# How bad did I screw Up??? Don't Hold Back



## TeeRedGeeElEye (Jun 27, 2008)

I've done plenty of brake jobs in the past and have never screwed up this bad. Please tell me if these will need to be replaced or if I will be ok. I have a 2004 Jetta GLi. I got new hawk hps pads for the front and rears. I put them on with the original rotors, just had them resurfaced. I put them all on and took for a ride, there was this quiet grinding noise. I jacked it back up and spun the back wheels and it was coming from both sides. Rear only. I did some research and heard that the hawk pads might be a little oversized and will just wear down and then it will be ok. So I left it and rode it for about 50 miles. The noise did not go away and just got worse. I then took apart the rear brakes and found out I made a horrible mistake. The inside pad on both sides was on backward





















The outside of the pad is ground up pretty good and the inside of the rotor has some grooves in it, this is on both sides. I flipped the pads around and now they are on correctly and make no noise. Everything feels fine. Is this going to be ok or do I need to replace the rear pads and rotors? Let me know what you think and feel free to tell me how stupid I am. Thanks


----------



## TeeRedGeeElEye (Jun 27, 2008)

*Re: How bad did I screw Up??? Don't Hold Back (TeeRedGeeElEye)*

anybody?


----------



## tyn1on (Nov 8, 2004)

*Re: How bad did I screw Up??? Don't Hold Back (TeeRedGeeElEye)*

i would get the rotors machined asap becuase if the grooves are that bad they will chew through your pads prematurely


----------



## GTijoejoe (Oct 6, 2001)

*Re: How bad did I screw Up??? Don't Hold Back (tyn1on)*


_Quote, originally posted by *tyn1on* »_i would get the rotors machined asap becuase if the grooves are that bad they will chew through your pads prematurely

basically...
At this point it is a judgement perspective, with deep grooves you should get the disks turned, if your pads have deep grooves you can even get those machined too, decreased pad life.


----------



## magyarbetyar (Sep 30, 2003)

*Re: How bad did I screw Up??? Don't Hold Back (GTijoejoe)*

Depending on how deep the grooves are. . .new rotors should be used.


----------



## NorthernGTI (Oct 26, 2005)

Whats the mileage on the rotors? I know at my shop 99% of the time we dont turn rotors mainly because;
a) they dont have enough life left on them;
b) have life left but are very thin rotors to begin with. 

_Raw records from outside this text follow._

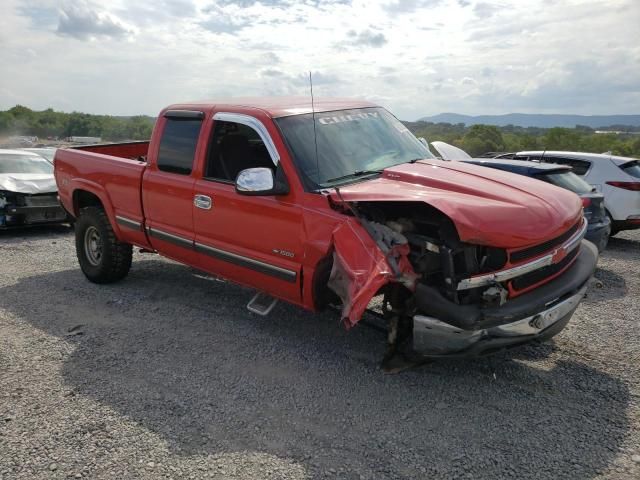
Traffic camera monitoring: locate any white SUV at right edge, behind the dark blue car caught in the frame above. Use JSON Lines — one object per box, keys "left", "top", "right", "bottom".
{"left": 496, "top": 151, "right": 640, "bottom": 235}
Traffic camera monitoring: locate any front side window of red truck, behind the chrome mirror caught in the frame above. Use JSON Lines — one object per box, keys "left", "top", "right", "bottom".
{"left": 205, "top": 120, "right": 276, "bottom": 182}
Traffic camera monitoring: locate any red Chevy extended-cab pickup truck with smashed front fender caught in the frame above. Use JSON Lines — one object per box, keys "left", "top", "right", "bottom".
{"left": 54, "top": 98, "right": 597, "bottom": 359}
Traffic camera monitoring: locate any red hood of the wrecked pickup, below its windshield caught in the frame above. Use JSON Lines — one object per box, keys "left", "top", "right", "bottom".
{"left": 329, "top": 159, "right": 582, "bottom": 248}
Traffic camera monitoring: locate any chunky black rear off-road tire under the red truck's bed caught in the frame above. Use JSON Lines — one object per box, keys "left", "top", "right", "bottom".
{"left": 75, "top": 207, "right": 133, "bottom": 283}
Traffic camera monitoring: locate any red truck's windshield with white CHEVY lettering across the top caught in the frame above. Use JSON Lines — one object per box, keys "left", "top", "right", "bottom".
{"left": 276, "top": 108, "right": 433, "bottom": 189}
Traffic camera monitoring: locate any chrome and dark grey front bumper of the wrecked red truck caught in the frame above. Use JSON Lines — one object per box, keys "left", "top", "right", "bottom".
{"left": 413, "top": 241, "right": 598, "bottom": 357}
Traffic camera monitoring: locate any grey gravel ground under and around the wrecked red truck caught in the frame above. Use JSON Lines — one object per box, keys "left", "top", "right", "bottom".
{"left": 0, "top": 227, "right": 640, "bottom": 480}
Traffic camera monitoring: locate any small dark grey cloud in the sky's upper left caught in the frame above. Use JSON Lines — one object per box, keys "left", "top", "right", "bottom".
{"left": 56, "top": 2, "right": 134, "bottom": 40}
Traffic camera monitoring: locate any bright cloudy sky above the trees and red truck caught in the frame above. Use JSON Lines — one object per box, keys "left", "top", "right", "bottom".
{"left": 0, "top": 0, "right": 640, "bottom": 120}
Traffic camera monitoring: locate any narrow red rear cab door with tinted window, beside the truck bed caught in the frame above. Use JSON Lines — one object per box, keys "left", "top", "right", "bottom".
{"left": 142, "top": 110, "right": 204, "bottom": 263}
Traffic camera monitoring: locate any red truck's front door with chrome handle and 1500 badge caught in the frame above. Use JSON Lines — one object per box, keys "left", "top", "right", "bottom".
{"left": 193, "top": 113, "right": 303, "bottom": 303}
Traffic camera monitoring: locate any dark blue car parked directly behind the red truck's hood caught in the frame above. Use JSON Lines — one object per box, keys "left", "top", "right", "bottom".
{"left": 461, "top": 158, "right": 611, "bottom": 251}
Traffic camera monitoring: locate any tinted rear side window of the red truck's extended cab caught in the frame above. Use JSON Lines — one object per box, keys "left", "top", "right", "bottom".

If its over 40xxx miles, get new rotors while your at it..


----------



## EuroMKII (Mar 2, 2008)

*Re: (NorthernGTI)*

I second the new rotor recommendation. VW never intended for those rotors to be used beyond the original pad life. Do yourself a favor and get some new rotors on there. If you don't, I think you will have warped rotors in your near future. The more material you take off, ie:resurface, the thinner the rotor gets. As the rotor gets thinner, it will not dissipate the heat as well and therefore warp creating vibration when braking.


----------



## f1forkvr6 (Jun 10, 2002)

*Re: How bad did I screw Up??? Don't Hold Back (TeeRedGeeElEye)*

Rear pads and rotors are dirt cheap. Since you do the work yourself, just get some oem rotors, and in-expensive pads. Unless you regularly track, Hawk pads on the rear are over-kill. Go with ATE or Pagid and save some cash.


----------



## 7thGear (Sep 20, 2002)

*Re: How bad did I screw Up??? Don't Hold Back (f1forkvr6)*

this just proves that FWD cars dont need rear brakes








* F1FORKVR6 PM OR EMAIL ME * 




_Modified by 7thGear at 11:40 AM 6-1-2009_


----------



## germancarnut51 (Mar 23, 2008)

*Re: How bad did I screw Up??? Don't Hold Back (TeeRedGeeElEye)*

It's impossible to be able to advise you accurately without seeing the parts in question. Post some photos to get decent advice.


----------



## 2000Jet1.8T (Mar 25, 2009)

Get new rotors to avoid any complications. Remember that the rear pitons need to be spun in. Also, I would put good pads in the rear. I don't know if this is common to MKIV Jettas but I went through two sets of rear pads before I needed fronts. I did buy my last set of front pads from VW for $100. That sounds like a lot but they have lasted about 80k so far and there's still meat on them. No joke!


----------



## teutoned (Jul 29, 2008)

*Re: (2000Jet1.8T)*

everything will work fine for awhile. when it is no longer fine replace pads and rotors. remember its just the rears they're only there to keep the car balanced under braking.


----------



## GTijoejoe (Oct 6, 2001)

*Re: How bad did I screw Up??? Don't Hold Back (7thGear)*


_Quote, originally posted by *7thGear* »_this just proves that FWD cars dont need rear brakes








* F1FORKVR6 PM OR EMAIL ME * 
_Modified by 7thGear at 11:40 AM 6-1-2009_

hahahahahaha 
unfortunately brakes are not depent on any type of drive, FWD, RWD or AWD. In fact your brakes would be designed the same way even if it was thurst propelled


----------



## DC Jetta Guy (Jul 31, 2004)

*Re: How bad did I screw Up??? Don't Hold Back (TeeRedGeeElEye)*

If it were me, I would replace the rotors and pads and be done with it. And if I'm not mistaken, VW does not recommend turning the vented GTI/GLI rotors. They replace them.


----------